The U.S. Drug Enforcement Agency in January published a report warning about the risk of mixing of cocaine and fentanyl.

FENTANYL SURPASSES COKE AS KILLER

Cocaine, as a powder or in small crystals known as crack, was the leading killer drug in Pennsylvania until 2002.

After that year, heroin and then synthetic opioids such as fentanyl jumped to the top of the list.

Cocaine didn’t disappear, though, and since 2016 there is evidence that drug traffickers have been pushing more and more of it, DEA Special Agent Patrick J. Trainor said.

“In 2013, fentanyl didn’t even make the list” of drugs killing people in Alle­gheny County, county Medical Examiner Dr. Karl Williams said.

According to the website OverdoseFreePA and county data, only 3 percent of Allegheny County coroner’s cases in 2013 involved fentanyl.

The figure jumped to 21 percent the following year, and to 65 percent in 2015.

In 2016, almost 70 percent of cases involved fentanyl, and by 2017 the number jumped again to almost 80 percent.

“Either cocaine or fentanyl has a good chance of killing you,” Williams said. “You would have to ask the junkies why they choose (the mix). But more likely is they never really know what they are getting from their dealer.”

Dr. Michael J. Lynch, medical director of the Pittsburgh Poison Center, said area emergency rooms treat opioid or cocaine overdoses based on a patient’s symptoms.

Sometimes, cocaine is laced with fentanyl and users are unaware of it, he said.

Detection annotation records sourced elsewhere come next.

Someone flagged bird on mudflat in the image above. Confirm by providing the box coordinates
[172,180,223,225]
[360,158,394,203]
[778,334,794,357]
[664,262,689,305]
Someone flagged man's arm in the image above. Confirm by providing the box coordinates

“We have seen some cases where people thought they were only using cocaine and they wound up being treated for opioid overdose symptoms.

“One man was adamant that he’d only used cocaine” but he had an opioid OD, Lynch said.

The man was treated with Narcan and survived.

OTHER DEADLY DRUGS LURK

Other drug threats haven’t disappeared.

“We’re unfortunately seeing an increase in cocaine and crystal methamphetamine trafficking, especially in rural Pennsylvania, and we are stepping up our efforts,” state Attorney General Josh Shapiro said. Crystal meth also is a stimulant.

Allegheny County police Lt. Jeffrey W. Korczyk said narcotics and pills are still the most misused drugs in the county.

The crack form of cocaine “is making a comeback, and crack with fentanyl is out there,” said VonZell Wade, co-founder of Lost Dreams Awakening, a drug recovery center in New Kensington.

Wade also is clinical director of Spirit Life Inc., an inpatient drug rehabilitation center with a 14-bed detoxification unit and a 30-bed rehabilitation facility.

Westmoreland County Detective Tony Marcocci said cocaine and crystal meth sales appear to have increased in the past year.

Armstrong County Detective Frank Pitzer also said there is an “incredible increase” in cocaine being sold there.